How to Use In-Text Citation Bullet Points in MLA
Bullets in written text are used to draw the reader's attention to a list found either inside of a paragraph or standing alone. In MLA style guides, bullets were traditionally shunned, and writers admonished to leave them out of academic writing. However, MLA style guides are used outside of the classroom, and in those writing situations, the in-text or parenthetical citations should be treated like similar citations in a normal paragraph.
Write the citation at the end of each line when the bulleted items are each a separate sentence. Use the traditional MLA parenthetical formatting. Place the last name of the author, a space, and then the page number inside parenthesis at the end of the line containing the fact needing the citation. An example is: (Davis 243).
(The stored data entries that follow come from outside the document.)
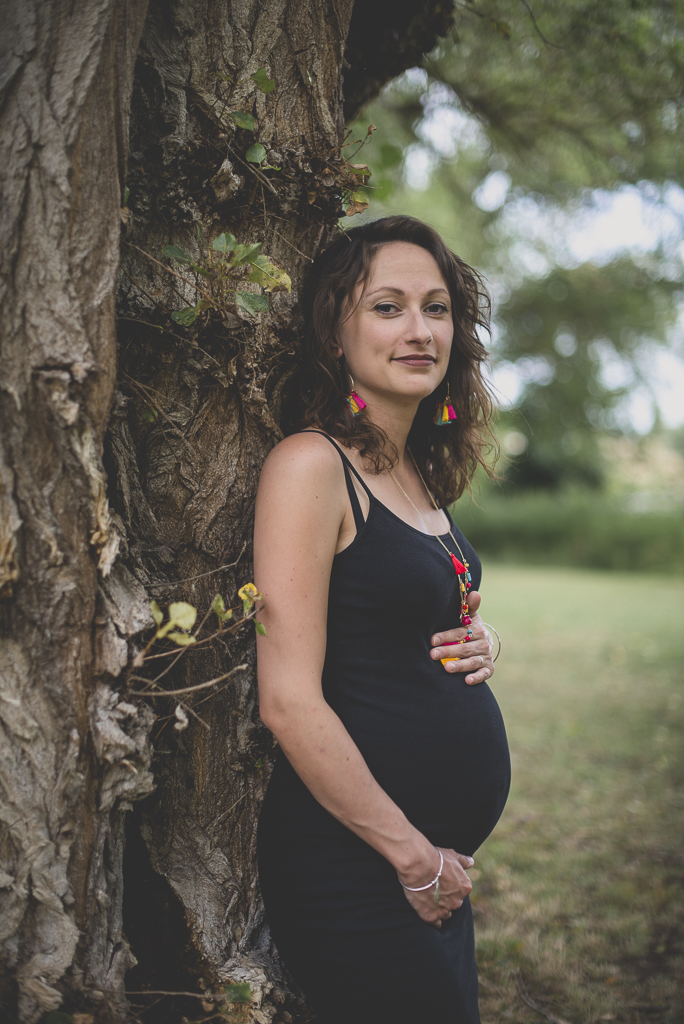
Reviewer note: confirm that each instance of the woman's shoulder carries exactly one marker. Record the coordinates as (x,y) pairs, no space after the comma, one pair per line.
(307,454)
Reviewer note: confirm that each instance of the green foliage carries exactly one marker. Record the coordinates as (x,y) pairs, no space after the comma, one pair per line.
(263,83)
(224,243)
(239,991)
(572,527)
(580,885)
(593,102)
(596,102)
(221,269)
(256,154)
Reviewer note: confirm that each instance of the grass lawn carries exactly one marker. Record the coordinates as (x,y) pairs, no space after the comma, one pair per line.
(579,894)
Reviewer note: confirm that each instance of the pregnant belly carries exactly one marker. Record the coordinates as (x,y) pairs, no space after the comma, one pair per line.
(443,759)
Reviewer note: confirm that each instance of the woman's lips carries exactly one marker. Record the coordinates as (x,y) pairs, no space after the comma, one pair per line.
(416,360)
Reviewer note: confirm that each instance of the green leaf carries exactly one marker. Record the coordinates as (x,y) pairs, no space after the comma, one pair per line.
(184,316)
(360,170)
(245,254)
(243,120)
(157,612)
(239,992)
(182,639)
(268,275)
(175,252)
(182,614)
(263,83)
(256,154)
(252,302)
(224,243)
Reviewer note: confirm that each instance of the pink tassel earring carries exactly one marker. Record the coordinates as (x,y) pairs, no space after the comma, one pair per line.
(444,413)
(354,401)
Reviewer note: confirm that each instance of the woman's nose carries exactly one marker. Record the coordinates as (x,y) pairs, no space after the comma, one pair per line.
(420,331)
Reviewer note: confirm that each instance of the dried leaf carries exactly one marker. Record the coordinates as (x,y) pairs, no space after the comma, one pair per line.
(157,612)
(181,719)
(184,316)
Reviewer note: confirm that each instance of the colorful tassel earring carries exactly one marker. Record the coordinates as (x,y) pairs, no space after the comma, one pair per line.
(444,413)
(354,401)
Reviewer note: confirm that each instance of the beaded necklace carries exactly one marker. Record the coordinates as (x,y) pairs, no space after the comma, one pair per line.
(461,566)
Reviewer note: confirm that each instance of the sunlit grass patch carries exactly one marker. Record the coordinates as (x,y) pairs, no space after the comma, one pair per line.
(579,893)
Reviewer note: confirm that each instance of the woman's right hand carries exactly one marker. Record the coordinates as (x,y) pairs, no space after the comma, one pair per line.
(454,887)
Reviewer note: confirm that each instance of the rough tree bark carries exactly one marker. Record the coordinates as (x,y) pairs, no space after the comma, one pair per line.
(193,416)
(66,80)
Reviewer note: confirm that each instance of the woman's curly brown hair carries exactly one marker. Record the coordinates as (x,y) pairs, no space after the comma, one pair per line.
(446,456)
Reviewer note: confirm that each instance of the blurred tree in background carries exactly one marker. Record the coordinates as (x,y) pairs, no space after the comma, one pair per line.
(523,122)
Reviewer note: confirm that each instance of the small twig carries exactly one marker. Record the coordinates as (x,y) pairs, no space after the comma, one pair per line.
(200,576)
(525,996)
(537,28)
(158,991)
(160,393)
(186,689)
(258,174)
(293,247)
(215,821)
(175,273)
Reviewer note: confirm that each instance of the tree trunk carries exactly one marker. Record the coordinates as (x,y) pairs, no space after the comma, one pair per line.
(193,416)
(66,81)
(186,474)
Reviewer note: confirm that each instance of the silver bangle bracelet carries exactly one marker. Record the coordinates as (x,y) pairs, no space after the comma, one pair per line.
(420,889)
(498,638)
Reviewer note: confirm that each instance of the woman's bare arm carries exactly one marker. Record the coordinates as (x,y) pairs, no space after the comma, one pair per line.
(301,508)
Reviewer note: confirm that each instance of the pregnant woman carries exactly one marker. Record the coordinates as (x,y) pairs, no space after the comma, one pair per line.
(393,764)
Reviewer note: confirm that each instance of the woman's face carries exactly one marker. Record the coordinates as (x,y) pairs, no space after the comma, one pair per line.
(398,338)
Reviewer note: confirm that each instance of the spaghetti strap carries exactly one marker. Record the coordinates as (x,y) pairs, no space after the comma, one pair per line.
(351,491)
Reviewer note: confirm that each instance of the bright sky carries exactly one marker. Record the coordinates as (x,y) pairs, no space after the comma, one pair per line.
(626,220)
(631,219)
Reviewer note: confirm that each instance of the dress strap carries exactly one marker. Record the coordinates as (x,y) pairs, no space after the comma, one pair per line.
(351,491)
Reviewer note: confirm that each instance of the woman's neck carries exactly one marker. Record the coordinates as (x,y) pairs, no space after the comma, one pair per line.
(395,422)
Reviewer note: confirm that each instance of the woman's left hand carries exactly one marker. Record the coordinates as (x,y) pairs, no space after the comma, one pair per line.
(473,657)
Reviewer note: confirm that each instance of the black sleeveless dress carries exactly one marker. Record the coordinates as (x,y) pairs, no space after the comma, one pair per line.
(337,912)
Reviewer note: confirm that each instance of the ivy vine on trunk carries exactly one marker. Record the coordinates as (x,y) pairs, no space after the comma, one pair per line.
(210,136)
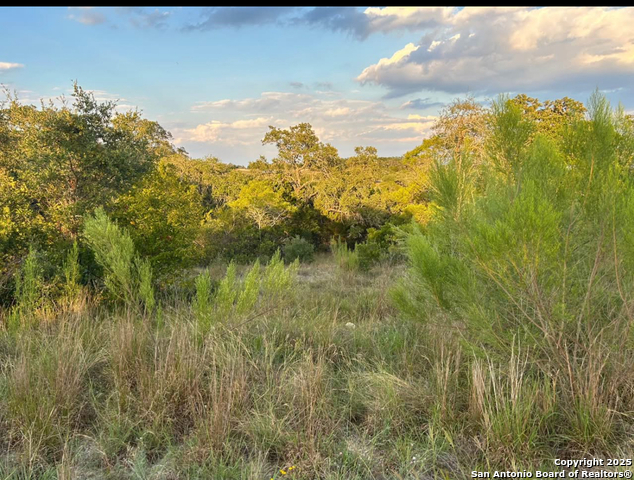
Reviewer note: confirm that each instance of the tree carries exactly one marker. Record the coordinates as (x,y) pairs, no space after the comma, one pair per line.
(462,126)
(264,205)
(302,159)
(65,161)
(163,214)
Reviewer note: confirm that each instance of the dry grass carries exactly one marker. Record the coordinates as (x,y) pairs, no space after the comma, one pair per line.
(331,382)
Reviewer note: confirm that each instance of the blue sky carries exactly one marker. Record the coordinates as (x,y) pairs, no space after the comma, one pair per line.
(216,78)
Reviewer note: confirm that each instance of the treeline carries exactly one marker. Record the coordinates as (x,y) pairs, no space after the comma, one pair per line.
(59,163)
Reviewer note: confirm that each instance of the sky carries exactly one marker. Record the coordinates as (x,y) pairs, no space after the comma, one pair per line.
(218,77)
Write the citation at the end of the last line of bullets when the bulleted lines are created as a part of a long sentence. Place the last name of the author, a space and the page number on which the cited information is found in parenthesis. Follow it with the end punctuation. An example is: (Davis 243).
Mention the author's name in the sentence leading preceding the colon before the bulleted list. Once this is done, you don't have to perform the traditional citation. Enclose the page number on which the facts cited are found, in parenthesis. For example, your in-text citation may read (243). Any punctuation follows the closed parenthesis.
- Do not use the bullets for writing MLA style text as an assignment for school.
- The bullets are one long sentence when there are commas at the end of each line and a period or some sort of ending punctuation on the end of the last bulleted line. The bullets are separate sentences or thoughts when each line of text ends with a period or another type of ending punctuation. This is also true if the last line of the bullets does not contain any punctuation.